By Scoop Malinowski
There’s always been a sense that the Tyson Fury and Deontay Wilder fight is a calculated business collaboration with two purposes – to raise each of their public profiles and to discredit and diminish the reigning supreme Heavyweight champion Anthony Joshua.
And today’s press conference had the appearance of a publicity stunt to stimulate the public to buy the Fury vs Wilder heavyweight bout as an artificial replacement for Joshua’s soccer stadium filling championship fights.
It’s more than clear the Wilder camp does not want to fight Joshua though all they do is constantly project their duckery on Joshua and his promoter Eddie Hearn.
Wilder and his team of protectors have chosen the Fury option instead of the riskier Joshua option because they think it’s better for their long term plans. Fury is coming off a two year break and two comeback fights this year that were less than sensational vs substandard opposition. Fury today insisted that he was the one who picked Wilder, not the other way around.
Today’s press conference featured the typical threats and yelling and posturing but nothing outrageously unscripted like the infamous Mike Tyson-Lennox Lewis assault and brawl which looked like a desperate attempt by Tyson to try to intimidate Lewis to try to gain a mental edge but it backfired miserably when Lewis stood his ground and made Tyson look like an uncivilized idiot.

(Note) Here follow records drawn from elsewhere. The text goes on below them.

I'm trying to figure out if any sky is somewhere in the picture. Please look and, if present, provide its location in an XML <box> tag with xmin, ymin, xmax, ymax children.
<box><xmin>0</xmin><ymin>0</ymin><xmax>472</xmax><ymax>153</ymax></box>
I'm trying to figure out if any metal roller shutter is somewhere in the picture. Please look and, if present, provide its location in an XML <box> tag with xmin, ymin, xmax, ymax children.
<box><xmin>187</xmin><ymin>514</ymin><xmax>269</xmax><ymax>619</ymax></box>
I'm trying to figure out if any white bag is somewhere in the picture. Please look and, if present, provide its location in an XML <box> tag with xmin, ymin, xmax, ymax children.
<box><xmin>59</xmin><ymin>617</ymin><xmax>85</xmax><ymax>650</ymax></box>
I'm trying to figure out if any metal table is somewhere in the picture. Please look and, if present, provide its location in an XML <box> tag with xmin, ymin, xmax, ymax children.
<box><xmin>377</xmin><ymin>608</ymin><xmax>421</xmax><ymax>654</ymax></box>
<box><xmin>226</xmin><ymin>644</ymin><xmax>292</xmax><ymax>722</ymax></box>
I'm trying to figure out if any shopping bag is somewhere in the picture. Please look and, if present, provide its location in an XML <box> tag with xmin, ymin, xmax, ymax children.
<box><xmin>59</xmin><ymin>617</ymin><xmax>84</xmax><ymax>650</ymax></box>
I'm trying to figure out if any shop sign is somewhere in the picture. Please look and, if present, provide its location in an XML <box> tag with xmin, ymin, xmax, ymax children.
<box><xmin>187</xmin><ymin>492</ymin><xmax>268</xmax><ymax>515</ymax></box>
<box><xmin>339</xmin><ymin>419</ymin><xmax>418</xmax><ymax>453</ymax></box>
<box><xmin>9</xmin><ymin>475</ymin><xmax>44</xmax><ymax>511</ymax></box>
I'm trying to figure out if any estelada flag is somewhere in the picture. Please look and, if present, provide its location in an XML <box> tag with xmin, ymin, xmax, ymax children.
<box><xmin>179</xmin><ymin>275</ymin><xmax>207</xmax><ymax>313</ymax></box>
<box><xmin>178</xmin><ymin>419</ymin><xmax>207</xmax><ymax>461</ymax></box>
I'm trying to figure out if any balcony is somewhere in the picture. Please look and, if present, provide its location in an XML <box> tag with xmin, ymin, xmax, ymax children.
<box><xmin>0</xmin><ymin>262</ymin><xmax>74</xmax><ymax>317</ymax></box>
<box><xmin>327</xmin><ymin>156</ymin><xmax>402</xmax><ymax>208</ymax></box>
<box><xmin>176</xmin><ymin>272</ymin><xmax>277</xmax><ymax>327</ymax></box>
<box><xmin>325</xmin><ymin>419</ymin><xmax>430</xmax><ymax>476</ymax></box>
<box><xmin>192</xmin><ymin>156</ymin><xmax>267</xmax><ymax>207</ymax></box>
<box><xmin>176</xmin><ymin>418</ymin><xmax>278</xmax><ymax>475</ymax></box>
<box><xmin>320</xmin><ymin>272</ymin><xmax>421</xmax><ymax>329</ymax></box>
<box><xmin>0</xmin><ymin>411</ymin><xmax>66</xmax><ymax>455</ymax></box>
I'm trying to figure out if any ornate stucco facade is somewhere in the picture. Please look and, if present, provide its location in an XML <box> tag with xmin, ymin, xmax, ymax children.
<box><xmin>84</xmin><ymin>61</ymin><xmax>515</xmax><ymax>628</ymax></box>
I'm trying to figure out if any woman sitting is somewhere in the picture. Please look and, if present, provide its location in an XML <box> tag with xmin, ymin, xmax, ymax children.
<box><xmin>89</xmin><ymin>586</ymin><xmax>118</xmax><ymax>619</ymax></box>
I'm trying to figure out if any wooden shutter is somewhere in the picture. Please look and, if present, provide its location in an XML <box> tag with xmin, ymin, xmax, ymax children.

The 6-foot-7-inch Wilder and the two inches taller Fury traded insults and threats and subsequently came face to face when Fury demanded to feel Wilder’s renowned punching power. As Fury barked verbal disrespect at him, Wilder finally shoved Fury who stepped back and then marched forward again, only to be blocked by security. Shelly Finkel and Frank Warren stood around nearby watching with no concern or worry that a brawl might erupt, it was as if they were in on the script and knew it was just pre-planned bluster. Their body languages suggested they knew what the limits were and no punches would be unleashed.

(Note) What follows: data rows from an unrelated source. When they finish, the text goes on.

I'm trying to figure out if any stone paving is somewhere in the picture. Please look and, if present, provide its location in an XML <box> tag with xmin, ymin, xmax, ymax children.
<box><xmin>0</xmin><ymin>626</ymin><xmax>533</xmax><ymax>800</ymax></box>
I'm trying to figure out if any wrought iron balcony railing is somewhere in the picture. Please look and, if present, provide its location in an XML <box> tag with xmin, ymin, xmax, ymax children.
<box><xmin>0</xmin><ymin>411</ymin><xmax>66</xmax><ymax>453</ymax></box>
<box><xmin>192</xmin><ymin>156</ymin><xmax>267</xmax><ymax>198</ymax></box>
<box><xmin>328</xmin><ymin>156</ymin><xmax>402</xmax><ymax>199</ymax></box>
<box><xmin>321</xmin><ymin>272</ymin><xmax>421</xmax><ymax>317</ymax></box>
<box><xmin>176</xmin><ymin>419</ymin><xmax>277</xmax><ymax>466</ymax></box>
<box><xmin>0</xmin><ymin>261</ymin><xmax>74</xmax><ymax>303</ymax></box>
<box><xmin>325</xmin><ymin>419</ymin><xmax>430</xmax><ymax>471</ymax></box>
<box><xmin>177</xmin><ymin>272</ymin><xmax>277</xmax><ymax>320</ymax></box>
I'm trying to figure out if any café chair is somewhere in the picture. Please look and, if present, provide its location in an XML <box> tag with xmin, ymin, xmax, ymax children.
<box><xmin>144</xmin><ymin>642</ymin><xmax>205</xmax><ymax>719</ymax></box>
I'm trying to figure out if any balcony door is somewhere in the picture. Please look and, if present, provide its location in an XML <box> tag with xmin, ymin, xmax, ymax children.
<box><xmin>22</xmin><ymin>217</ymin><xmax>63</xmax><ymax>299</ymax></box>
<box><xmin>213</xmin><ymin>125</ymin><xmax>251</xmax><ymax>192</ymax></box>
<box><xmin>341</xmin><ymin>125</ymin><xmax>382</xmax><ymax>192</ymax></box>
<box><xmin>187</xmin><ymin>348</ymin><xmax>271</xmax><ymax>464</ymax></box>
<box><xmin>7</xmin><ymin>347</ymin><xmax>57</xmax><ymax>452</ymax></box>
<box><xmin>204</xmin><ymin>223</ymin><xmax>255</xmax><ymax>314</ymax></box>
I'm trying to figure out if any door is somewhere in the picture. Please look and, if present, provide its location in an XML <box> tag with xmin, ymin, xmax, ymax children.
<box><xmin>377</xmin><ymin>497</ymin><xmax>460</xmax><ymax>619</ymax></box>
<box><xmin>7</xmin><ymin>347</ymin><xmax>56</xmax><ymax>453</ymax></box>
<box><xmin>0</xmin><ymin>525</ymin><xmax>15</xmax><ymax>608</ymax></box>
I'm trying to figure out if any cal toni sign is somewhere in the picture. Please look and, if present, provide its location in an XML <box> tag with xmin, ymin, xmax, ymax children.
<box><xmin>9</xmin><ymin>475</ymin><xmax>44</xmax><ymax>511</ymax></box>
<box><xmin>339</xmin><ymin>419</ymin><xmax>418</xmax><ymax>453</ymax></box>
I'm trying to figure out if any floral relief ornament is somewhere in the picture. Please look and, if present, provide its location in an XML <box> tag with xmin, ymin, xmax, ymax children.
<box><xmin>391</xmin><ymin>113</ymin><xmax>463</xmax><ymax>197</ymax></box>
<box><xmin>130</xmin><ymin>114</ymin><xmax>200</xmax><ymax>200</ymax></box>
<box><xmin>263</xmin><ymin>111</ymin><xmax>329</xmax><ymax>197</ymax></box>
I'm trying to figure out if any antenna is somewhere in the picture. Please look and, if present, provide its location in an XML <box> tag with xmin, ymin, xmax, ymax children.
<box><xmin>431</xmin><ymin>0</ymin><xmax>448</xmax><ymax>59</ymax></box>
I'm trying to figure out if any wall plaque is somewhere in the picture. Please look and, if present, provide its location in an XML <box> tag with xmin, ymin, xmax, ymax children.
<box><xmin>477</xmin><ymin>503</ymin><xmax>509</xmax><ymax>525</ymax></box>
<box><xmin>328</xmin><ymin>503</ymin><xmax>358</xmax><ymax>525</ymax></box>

But it was all a good show. “Can we have a little spar now?” Fury asked Wilder before they got out of their chairs and came together, closer for the viewing press and photographers to view. “Let’s have a little tickle. Come on. Let me feel this power of the Alabama slammer. Come on. Let’s have a little body spar. I wanna feel it.”
Wilder kept his cool and played along with the gag. He replied, “This is no game at this point. This is no game. This is real. As you see, we’re at the press conference. This is a real fight. So we’re announcing this fight is on. So at this point in time, my mindset is on. You’re gonna feel every power you need to feel. You’re gonna feel everything you need to feel. Let’s do it. Let’s do it. Let’s make it happen. Let’s make it happen. Let’s make it happen. It’s getting real, baby.”
Fury of course, as always, offered a response.
“You think it’s a game,” Fury said. “I’m gonna punch your face in. There ain’t no playing, either. I don’t play games, especially not with bums like you. You’ve got power, have you? You think you can hit a bit? Let me feel it. Let me feel that power, BOY.”
Was it real? Or was it a carefully crafted WWF episode to sell a fight that could easily fall through the cracks in the over-saturated American December sporting event market. Fury and Wilder are not proven, household names that can command and generate major revenues. They are both largely unknown but colorful, misfit, clownish characters who may not be able to sell in the US market. Unless they can produce a captivating pre-fight hype up that attracts transcending fan and media interest.
Was today’s showbiz press conference successful? Only time will tell.
Fury, 27-0, 19 knockouts, and Wilder, 40-0, 39 KOs, will do it again tomorrow (Tuesday) at the USS Intrepid in New York City and then a third press conference in Los Angeles. The two heavyweight behemoths will clash on Showtime pay-per-view fight December 1 at Staples Center in Los Angeles.